Le coach doit prendre les dispositions utiles pour que ses clients et leurs dossiers puissent être transférés, au cas où il se trouverait dans l’incapacité d’exercer son activité ou s’il décidait d’y mettre fin. Ce transfert doit se faire avec l’accord exprès de ses clients.

Conduite professionnelle

Le coach doit veiller à préserver la réputation de la profession. Le coach doit faire preuve de respect vis-à-vis de ses confrères coachs, ainsi que vis-à-vis des différentes approches du coaching, du mentorat et de la supervision.

Egalité et diversité

Le coach s’interdit toute forme de discrimination, pour quelque motif que ce soit, et s’attache à renforcer sa propre sensibilité face à de potentiels motifs de discrimination.

Le coach est conscient de la possible existence de biais inconscients et veille à adopter une approche respectueuse et inclusive qui reconnaît et tient compte des spécificités de chacun.

Le coach doit remettre en question, dans un esprit constructif, les comportements perçus comme discriminatoires de tout collègue, collaborateur, fournisseur de services, client ou participant.

Le coach est attentif à sa communication orale, écrite ou non-verbale pour éviter toute forme de discrimination involontaire.

Le coach participe à des activités de développement destinées à renforcer sa propre sensibilité aux questions d’égalité et de diversité.

Infractions au code de déontologie

Le coach est conscient que toute infraction au présent code, donnant lieu à une procédure judiciaire contre lui, peut entraîner la résiliation de son accréditation.

Le coach doit s’opposer à un confrère s’il a une bonne raison de penser que ce dernier agit de façon contraire à la déontologie de la profession. Si la discussion ne permet pas d’aboutir à une solution, il doit en référer à l’organisation professionnelle à laquelle il adhère.

Obligations légales et réglementaires

Le coach est tenu de se conformer aux obligations réglementaires en vigueur dans les pays où il exerce, ainsi qu’aux politiques et procédures définies par les organisations professionnelles et applicables à leurs activités.

Le coach doit souscrire une assurance responsabilité civile professionnelle couvrant ses activités de coaching dans les différents pays où il exerce.

Capacités professionnelles

Le coach possède les qualifications, compétences et expériences nécessaires pour répondre aux besoins des clients et s’engage à ne pas excéder les limites de ses compétences. Le cas échéant, il doit orienter ses clients vers un autre coach plus expérimenté ou aux qualifications mieux adaptées.
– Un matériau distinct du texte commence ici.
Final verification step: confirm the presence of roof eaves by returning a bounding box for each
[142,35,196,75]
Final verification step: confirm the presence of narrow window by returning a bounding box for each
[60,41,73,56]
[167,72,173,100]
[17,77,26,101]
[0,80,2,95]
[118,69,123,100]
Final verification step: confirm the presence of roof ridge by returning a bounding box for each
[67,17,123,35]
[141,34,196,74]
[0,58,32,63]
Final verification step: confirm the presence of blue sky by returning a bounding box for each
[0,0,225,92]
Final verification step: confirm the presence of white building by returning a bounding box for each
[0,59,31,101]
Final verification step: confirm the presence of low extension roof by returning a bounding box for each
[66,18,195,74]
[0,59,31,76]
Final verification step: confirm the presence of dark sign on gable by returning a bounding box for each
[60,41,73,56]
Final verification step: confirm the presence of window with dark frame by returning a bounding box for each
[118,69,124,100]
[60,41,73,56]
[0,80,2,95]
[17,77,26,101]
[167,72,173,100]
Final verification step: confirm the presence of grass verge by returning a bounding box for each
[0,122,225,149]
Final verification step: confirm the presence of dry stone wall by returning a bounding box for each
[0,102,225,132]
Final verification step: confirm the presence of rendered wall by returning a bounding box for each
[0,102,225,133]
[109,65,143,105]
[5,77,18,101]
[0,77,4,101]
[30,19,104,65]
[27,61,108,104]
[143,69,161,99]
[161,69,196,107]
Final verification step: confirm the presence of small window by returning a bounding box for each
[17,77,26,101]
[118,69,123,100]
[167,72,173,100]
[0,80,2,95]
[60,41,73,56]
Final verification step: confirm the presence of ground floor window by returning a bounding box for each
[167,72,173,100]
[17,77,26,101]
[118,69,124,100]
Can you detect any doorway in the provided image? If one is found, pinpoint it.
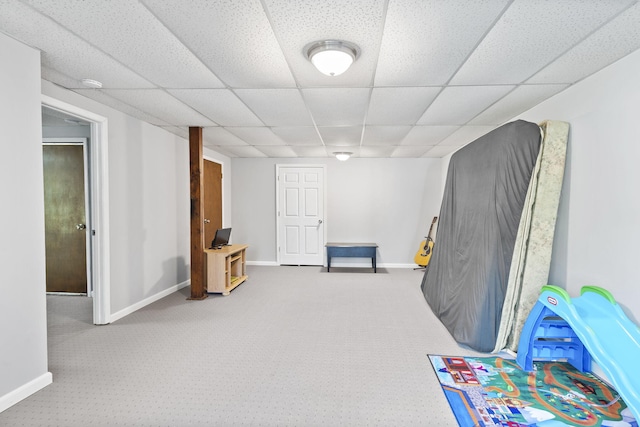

L’état de santé du coach doit lui permettre d’exercer ses activités dans de bonnes conditions. À défaut, ou s’il doute de sa capacité à exercer en raison de problèmes de santé, il doit demander conseil ou assistance auprès d’autres professionnels. Si nécessaire ou préférable, le coach doit suggérer au client de mettre fin à la relation de travail et l’orienter vers un autre coach.

Supervision permanente

Le coach établit une relation avec un superviseur qualifié ou un groupe de pairs, à une fréquence adaptée à sa pratique du coaching et conforme aux exigences de son organisation professionnelle et à son niveau d’accréditation.

Le coach veille à ce qu’aucun autre type de relation avec son superviseur ne risque de nuire à la qualité de la relation de supervision.

Le coach doit discuter de tout problème éthique réel ou potentiel ainsi que de toute infraction au présent code avec son superviseur ou groupe de pairs pour obtenir soutien et conseils.

Développement professionnel continu

Le coach élargit ses compétences de coach en suivant des formations et/ou actions de développement professionnel continu adaptées à sa situation.

Le coach apporte une contribution à la communauté professionnelle, en fonction de son degré d’expertise. Cette contribution peut prendre diverses formes, par exemple une assistance informelle à d’autres membres actifs, une contribution au développement de la profession, la réalisation d’études, des publications, etc.

Le coach évalue systématiquement la qualité de sa pratique, par exemple au travers du feedback de ses clients, de son superviseur et d’autres interlocuteurs pertinents.